Senator Charles Schummer (D- NY) said that Mr. Ashcroft certainly “functioned out of conviction, but he was one of the most polarizing Attorney Generals of history”.

Anthony Romero, executive director of the American Civil Liberties Union (ACLU) said he believed that Mr. Ashcroft would be remembered “for one of the worst civil liberties records of any modern Attorney General.”
In recent months his divisiveness had started worrying the White House. He had therefore to pack off to his Virginia farm.

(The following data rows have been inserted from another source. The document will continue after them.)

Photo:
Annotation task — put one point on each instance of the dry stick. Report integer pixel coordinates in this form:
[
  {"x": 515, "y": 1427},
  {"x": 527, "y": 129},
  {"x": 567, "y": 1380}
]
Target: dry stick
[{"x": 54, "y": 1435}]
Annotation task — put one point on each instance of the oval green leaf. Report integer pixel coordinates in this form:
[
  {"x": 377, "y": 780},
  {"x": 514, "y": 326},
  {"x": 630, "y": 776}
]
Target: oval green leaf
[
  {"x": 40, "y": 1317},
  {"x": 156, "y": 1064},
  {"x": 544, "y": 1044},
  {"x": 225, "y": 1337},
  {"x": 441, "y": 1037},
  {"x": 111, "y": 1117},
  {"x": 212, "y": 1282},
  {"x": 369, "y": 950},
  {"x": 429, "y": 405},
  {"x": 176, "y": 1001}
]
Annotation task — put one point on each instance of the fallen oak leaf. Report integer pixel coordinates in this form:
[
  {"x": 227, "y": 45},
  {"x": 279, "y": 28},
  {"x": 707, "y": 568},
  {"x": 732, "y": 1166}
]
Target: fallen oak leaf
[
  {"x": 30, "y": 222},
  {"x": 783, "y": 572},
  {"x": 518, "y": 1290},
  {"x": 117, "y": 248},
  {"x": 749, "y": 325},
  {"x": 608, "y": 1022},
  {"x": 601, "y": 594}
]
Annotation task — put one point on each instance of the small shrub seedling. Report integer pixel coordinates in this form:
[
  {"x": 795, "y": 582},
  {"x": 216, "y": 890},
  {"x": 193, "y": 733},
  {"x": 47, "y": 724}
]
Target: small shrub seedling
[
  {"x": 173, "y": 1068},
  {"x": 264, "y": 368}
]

President Bush has evidently started taking steps to create an atmosphere of reconciliation in the country. His selection of Alberto Gonzales to replace John Ashcroft makes much sense. Gonzales, a modest, soft-speaking moderate is likely to rectify the blunders of his zealous predecessor particularly in the realm of civil liberties. Fortunately, the US judiciary has always stepped in to set things right whenever some wing of the executive has indulged in unwanted excesses.

It is worth reproducing here the words of Supreme Court Judge, William Brennan, who said in 1986: “There is considerably less to be proud about, and a good deal to be embarrassed about, when one reflects on the shabby treatment civil liberties have received in the United States during times of war and perceived threats to national security…. After each perceived security crisis ended, the United States has remorsefully realized that the abrogation of civil liberties was unnecessary. But it has proven unable to prevent itself from repeating the error when the next crisis came along.”

One hopes that President Bush would before long modify the Patriot Act in a way that the glaring abridgement of civil liberties is done away with. His new Attorney General may likewise remove those guidelines that have caused ethnic profiling and consequent harms to the Muslim community of the United States.